Three weeks ago I said that if Gold closed above $1250, a rally to $1280 - $1300 was possible. On August 1, Gold traded up to $1280.30 on the December contract before backing off. Gold still looks as if it wants to make a run at $1300. I do not think gold will breakout above $1300 on this rally, as commercials have increased their shorts on the recent bounce. If Gold does make a run toward $1300, my guess is the commercials will short even more aggressively.

Since peaking in early February, the gold Stocks as measured by the Gold Stock ETF GDX have been trending lower. In order to break out of this downward pattern, GDX would have close above $23.50, which doesn’t seem likely even if Gold tests $1300. The relative strength of the Gold stocks compared to Gold is still not showing any signs of life. A solid rally in the Gold stocks is not likely until they show some life. In recent days, every attempt to rally has been met by selling and GDX has consistently closed in the lower half of each day’s trading range. As long as this persists, the chance that GDX will trade down and close the gap at $19.43 is still alive and well.

Treasury Yields

Yields on 10-year and 30-year Treasury bonds have drifted lower after popping in late June into early July. Sooner or later, the yield on the 10-year Treasury bond is going to test 2.42% and probably make a run back to the high in March at 2.62%. This suggests that the intermediate trend is up in terms of yields.

As I have discussed previously, the longer term projection is for the 10-year yield to break out above 3.0% and potentially reach 3.4%. Since the low in July 2012, the 10-year has had two moves higher in yield and both were about 1.3%. My guess is that something similar will develop over the next year and an equal rally of 1.3% from the June low at 2.10% will lift the yield to 3.25% - 3.4%. Buyers will certainly come in if the yield reaches 3.0% as pension funds increase their allocation to Treasury bonds. If the 10-year yield drops below 2.20%, it would offer an opportunity to establish a partial short position. If the 30-year yield drops below 2.806%, it would offer an opportunity to establish a partial short position through one of the inverse ETFs.

Tactical U.S. Sector Rotation Model Portfolio: Relative Strength Ranking

The Sector Relative Strength Ranking is based on weekly data and used in conjunction with the Major Trend Indicator (MTI). As long as the MTI indicates a bull market is in force, the Tactical Sector Rotation program is 100% invested, with 25% in the top four sectors. When a bear market signal is generated, the Tactical Sector Rotation program is either 100% in cash or 100% short the S&P 500.

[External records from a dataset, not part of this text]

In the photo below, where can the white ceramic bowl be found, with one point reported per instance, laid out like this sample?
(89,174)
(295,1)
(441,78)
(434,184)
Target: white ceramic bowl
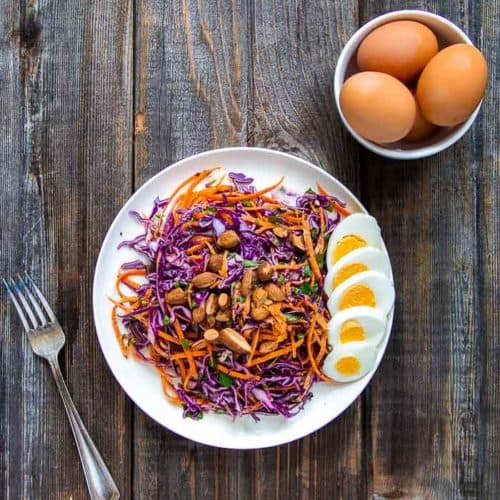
(447,34)
(142,383)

The MTI crossed above its moving average on February 25, 2016 generating a bear market rally buy signal. The MTI confirmed a new bull market on March 30, 2016. As discussed earlier, the MTI continues to indicate that a bull market is in force.

The Tactical U.S. Sector Rotation Model Portfolio is 100% in cash. The divergence between the DJIA and other major market averages has increased my conviction that the market is increasingly vulnerable to a pullback. I suspect that if a correction materializes, it will develop almost without warning and could be fairly sharp. If that occurs, moving to cash in anticipation of the correction may be an advantage. The red boxes in the table below highlight that the relative strength in 7 of the 12 sectors are making a new low during the past 6 weeks. Real Estate and Energy, although not red, are barely above their recent relative strength low. This is another indication that the majority of sectors are gradually weakening and not participating as the DJIA scales new heights.

Through July 31, the Tactical Sector Rotation program is up 8.52%.


The S&P 500 Index is a broad-based measurement of changes in stock market conditions based on the average performance of 500 widely held common stocks. The Russell 2000 Index is a small-cap stock market index of the bottom 2,000 stocks in the Russell 3000 Index. The Nasdaq 100 is composed of the 100 largest, most actively traded U.S. companies listed on the Nasdaq stock exchange. All indices, S&P 500, Russell 2000, and Nasdaq 100, are unmanaged and investors cannot invest directly into an index.